Comme il débouchait devant le pilori de la Halle et qu’il monologuait ainsi selon l’immémoriale habitude des amoureux en particulier et en général de toute personne qui au théâtre ou dans un roman éprouve le besoin de faire connaître au public ce qu’il pense, comme il se disait, donc, ces choses assez tristes qui démentaient pourtant un secret espoir, un homme tout à coup lui barra le passage en disant :

« Joie, honneur et prospérité à messire Jean Buridan !... J’ai l’honneur de vous saluer bien humblement, mon gentilhomme, et de vous offrir mes vœux les plus sincères. »

L’homme était vêtu de haillons, coiffé d’un feutre en bataille, couvert d’un vaste manteau troué, frangé, que relevait par derrière une immense rapière.

« Or çà ! grommela Buridan, c’est donc la soirée aux rencontres de gens qui me connaissent et que je ne connais pas ? Qui es-tu ?

– Est-ce mon nom ou mon état que vous voulez savoir ?

– Ton nom, d’abord.

– Lancelot Bigorne.

– Beau nom.

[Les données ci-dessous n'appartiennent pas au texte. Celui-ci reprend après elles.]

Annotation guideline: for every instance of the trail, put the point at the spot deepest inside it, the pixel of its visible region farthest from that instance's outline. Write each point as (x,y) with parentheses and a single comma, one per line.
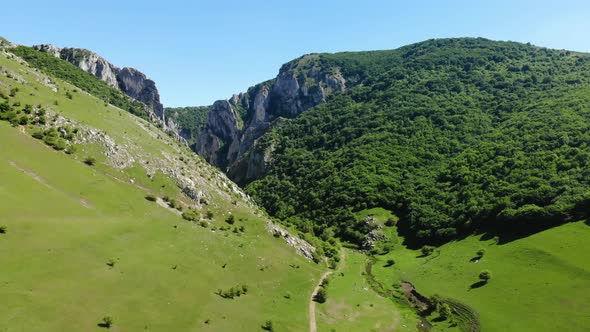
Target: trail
(312,323)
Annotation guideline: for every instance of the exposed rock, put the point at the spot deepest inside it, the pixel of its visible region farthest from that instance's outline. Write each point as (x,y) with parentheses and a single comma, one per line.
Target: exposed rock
(303,247)
(130,81)
(231,135)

Ton état, maintenant.

– Condamné à mort.

– Tu dis ?

– Je dis condamné à être pendu la hart au col et, muni de cette belle cravate de chanvre, à m’agiter dans le vide jusqu’à ce que la mort s’ensuive. Même que c’est aujourd’hui, ce matin, que je devais avoir l’insigne honneur d’étrenner le gibet de Montfaucon.

– Ah ! ah !... Je te reconnais, à présent. C’est toi qui devais être pendu en présence du roi et qui a eu, en te sauvant, l’indélicatesse de priver Sa Majesté de cet amusant spectacle.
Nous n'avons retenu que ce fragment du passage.